From an administrative standpoint, decisions relative to registration, billing/financial aid, semester term, and student support must be assessed through a CBE lens. As colleges and universities considering CBE have discovered, the majority of student information system (SIS) products available for institutions of higher education are based on contact hours, courses and semester-based programs of study. Similar issues are found within learning management (LMS) systems utilized by instructors and associated gradebook software products. While several CBE-compatible LMS products such as Motivis Learning, eLumen, ellucian Brainstorm, and LoudCloud Systems, are offered at this time, TSTC found the in-house CBE gradebook process best fit the technical CBE format used within the college. The in-house process is also designed to automatically generate technical badges as students demonstrate achievement of the requisite competencies within each badge. As CBE and technical badging offerings expand at TSTC, these robust CBE products may better fit the college needs and will continue to be monitored with the future in mind.

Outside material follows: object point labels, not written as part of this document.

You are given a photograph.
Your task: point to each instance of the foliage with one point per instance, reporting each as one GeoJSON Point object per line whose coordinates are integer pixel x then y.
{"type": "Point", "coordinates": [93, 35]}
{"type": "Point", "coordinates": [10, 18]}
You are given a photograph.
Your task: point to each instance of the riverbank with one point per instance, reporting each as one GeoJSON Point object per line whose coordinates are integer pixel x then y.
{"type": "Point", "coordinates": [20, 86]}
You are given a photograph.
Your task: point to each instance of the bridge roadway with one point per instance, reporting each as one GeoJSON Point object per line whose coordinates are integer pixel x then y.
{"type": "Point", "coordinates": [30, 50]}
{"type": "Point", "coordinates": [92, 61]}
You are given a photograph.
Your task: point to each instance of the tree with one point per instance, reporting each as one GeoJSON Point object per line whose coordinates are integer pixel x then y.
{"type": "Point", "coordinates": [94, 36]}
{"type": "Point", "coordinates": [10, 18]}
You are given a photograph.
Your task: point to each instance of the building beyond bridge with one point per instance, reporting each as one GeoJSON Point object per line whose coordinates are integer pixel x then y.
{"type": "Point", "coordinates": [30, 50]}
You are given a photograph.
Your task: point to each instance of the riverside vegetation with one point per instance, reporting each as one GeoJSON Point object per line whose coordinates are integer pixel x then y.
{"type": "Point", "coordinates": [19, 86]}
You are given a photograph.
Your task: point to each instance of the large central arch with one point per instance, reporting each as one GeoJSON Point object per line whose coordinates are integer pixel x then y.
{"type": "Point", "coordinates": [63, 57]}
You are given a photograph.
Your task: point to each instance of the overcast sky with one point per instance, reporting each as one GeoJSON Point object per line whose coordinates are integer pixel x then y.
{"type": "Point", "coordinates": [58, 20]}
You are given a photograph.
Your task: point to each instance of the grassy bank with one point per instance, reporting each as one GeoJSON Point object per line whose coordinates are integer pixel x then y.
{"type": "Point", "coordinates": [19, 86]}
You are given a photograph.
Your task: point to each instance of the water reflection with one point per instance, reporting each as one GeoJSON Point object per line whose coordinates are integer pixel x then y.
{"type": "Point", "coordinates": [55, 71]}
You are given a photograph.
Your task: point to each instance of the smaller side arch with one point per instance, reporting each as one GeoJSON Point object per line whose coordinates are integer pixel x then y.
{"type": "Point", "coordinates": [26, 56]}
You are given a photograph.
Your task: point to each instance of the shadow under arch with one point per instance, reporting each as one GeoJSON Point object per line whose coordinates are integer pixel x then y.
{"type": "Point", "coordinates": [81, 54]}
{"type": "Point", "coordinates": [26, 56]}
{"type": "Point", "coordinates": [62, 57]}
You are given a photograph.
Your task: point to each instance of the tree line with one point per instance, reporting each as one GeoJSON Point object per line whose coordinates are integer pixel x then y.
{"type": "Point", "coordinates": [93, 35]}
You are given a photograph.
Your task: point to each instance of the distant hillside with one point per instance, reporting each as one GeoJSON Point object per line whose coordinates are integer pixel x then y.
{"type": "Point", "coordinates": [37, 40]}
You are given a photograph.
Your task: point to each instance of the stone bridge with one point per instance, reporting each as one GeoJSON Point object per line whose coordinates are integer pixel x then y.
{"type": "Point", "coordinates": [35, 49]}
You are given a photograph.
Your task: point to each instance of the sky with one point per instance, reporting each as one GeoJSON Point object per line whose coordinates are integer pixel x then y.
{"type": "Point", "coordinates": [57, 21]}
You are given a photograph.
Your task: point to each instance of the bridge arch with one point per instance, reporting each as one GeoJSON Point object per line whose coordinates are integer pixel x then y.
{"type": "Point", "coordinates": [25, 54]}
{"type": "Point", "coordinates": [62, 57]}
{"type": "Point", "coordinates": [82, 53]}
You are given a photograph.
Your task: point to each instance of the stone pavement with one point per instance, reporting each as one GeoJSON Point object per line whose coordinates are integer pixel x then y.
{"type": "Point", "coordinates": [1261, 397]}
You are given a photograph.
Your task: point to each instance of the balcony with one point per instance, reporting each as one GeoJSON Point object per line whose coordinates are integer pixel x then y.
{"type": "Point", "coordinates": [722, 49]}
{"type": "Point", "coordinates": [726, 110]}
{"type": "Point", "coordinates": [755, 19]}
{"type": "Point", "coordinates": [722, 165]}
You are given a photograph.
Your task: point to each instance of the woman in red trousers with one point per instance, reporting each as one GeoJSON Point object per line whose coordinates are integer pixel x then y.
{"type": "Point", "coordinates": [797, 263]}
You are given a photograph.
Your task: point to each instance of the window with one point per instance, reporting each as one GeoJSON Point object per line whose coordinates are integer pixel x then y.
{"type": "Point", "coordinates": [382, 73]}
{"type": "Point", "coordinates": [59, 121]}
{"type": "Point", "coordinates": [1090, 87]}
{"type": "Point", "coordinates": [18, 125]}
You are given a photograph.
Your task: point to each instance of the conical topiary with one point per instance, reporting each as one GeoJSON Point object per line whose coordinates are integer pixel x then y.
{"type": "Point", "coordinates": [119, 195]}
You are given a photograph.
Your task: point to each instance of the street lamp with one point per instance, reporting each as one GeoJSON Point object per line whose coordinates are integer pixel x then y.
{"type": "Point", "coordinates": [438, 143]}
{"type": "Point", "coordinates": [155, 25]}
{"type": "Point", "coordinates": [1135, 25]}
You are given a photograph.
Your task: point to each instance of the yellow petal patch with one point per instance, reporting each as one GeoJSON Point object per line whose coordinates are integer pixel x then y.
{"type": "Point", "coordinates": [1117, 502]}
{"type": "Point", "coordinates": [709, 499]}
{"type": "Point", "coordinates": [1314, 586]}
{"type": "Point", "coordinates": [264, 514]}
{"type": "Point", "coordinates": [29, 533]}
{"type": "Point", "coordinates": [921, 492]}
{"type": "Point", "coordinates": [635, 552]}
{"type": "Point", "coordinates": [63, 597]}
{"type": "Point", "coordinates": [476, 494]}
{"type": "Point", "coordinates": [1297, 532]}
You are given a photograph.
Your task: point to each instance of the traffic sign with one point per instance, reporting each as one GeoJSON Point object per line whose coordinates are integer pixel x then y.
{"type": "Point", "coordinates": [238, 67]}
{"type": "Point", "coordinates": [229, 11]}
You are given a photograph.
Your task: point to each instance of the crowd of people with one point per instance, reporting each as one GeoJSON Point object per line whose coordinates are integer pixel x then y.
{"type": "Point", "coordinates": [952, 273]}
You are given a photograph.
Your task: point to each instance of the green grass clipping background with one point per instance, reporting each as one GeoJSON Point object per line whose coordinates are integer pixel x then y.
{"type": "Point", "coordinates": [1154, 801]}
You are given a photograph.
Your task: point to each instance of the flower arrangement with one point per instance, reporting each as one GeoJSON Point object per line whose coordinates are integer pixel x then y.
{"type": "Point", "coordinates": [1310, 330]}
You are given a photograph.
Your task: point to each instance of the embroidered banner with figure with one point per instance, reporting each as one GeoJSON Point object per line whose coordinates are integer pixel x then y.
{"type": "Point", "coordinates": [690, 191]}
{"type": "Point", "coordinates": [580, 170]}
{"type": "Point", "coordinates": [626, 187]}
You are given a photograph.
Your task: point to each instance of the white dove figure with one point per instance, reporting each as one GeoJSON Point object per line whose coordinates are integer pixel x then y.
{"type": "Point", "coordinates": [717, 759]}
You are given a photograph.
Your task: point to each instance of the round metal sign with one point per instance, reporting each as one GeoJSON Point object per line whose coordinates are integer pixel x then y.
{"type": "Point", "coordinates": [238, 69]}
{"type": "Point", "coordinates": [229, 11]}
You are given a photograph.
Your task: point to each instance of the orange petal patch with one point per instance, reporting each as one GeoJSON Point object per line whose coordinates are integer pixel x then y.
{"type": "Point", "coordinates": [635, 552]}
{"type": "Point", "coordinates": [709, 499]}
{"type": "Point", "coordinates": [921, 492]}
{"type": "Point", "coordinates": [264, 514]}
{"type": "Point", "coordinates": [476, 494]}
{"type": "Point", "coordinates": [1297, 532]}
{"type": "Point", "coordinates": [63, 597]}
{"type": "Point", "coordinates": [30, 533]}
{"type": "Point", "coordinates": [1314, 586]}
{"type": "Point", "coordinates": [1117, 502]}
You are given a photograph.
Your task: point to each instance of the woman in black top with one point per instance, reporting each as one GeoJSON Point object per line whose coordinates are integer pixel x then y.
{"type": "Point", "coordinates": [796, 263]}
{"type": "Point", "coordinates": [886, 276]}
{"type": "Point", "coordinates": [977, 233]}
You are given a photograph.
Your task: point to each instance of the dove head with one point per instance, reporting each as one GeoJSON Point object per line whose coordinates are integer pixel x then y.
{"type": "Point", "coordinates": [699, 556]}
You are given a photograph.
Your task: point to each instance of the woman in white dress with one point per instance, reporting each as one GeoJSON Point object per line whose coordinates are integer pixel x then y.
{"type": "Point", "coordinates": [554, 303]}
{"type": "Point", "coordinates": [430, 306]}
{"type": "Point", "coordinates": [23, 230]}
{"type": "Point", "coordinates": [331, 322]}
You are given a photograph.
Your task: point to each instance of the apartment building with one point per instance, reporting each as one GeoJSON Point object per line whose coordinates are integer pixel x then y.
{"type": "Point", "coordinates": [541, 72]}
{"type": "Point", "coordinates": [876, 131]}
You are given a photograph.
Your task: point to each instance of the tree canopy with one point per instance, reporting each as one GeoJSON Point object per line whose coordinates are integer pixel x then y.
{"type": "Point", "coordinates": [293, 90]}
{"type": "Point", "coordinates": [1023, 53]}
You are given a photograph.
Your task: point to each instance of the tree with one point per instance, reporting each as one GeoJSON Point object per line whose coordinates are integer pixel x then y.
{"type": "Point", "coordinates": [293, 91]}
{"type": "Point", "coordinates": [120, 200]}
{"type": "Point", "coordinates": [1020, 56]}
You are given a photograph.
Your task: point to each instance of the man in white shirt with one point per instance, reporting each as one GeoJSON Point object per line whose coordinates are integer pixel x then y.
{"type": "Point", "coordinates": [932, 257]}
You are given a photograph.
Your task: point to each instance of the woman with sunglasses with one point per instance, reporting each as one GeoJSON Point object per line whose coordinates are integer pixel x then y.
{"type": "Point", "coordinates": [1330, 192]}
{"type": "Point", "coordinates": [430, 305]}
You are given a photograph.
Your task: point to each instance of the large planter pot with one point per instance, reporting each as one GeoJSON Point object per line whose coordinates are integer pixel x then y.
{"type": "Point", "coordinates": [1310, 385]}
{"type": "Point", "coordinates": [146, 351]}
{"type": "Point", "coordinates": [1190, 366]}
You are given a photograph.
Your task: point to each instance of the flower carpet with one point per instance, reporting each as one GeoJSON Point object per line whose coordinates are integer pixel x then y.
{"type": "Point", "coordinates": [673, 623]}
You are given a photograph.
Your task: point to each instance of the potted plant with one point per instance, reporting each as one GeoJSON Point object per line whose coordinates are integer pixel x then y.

While CBE in the higher education landscape has garnered a lot of attention from policy-makers, regulatory agencies and education reformers, its inherent design will streamline the path to earning a college credential for many traditional and non-traditional students. At TSTC, the CBE approach works well with students because it articulates “what the degrees actually mean and what students know and can do with those degrees—and that’s what both consumers and employers are demanding,” as stated by Jamie Merisotis, President and CEO of Lumina Foundation. This intentional and constructive alignment of education and learning to employer and industry expectations places TSTC students and graduates in a much better position to be competitive job seekers with increased earning and promotional potential.
Change in any organization can be perceived by employees as exciting, annoying or detrimental to established processes. However, TSTC views transformational practices such as CBE as necessary to meet the needs of both students and the community of industries served. By making a shift in educational focus and aligning the definition of student success with the modern desires of students and skill requirements of business/industry partners, TSTC’s strategic plan incorporates innovative methods into the institutional goals and performance measures with the long-term goal of keeping higher education relevant and supportive of student and industry needs for today and tomorrow.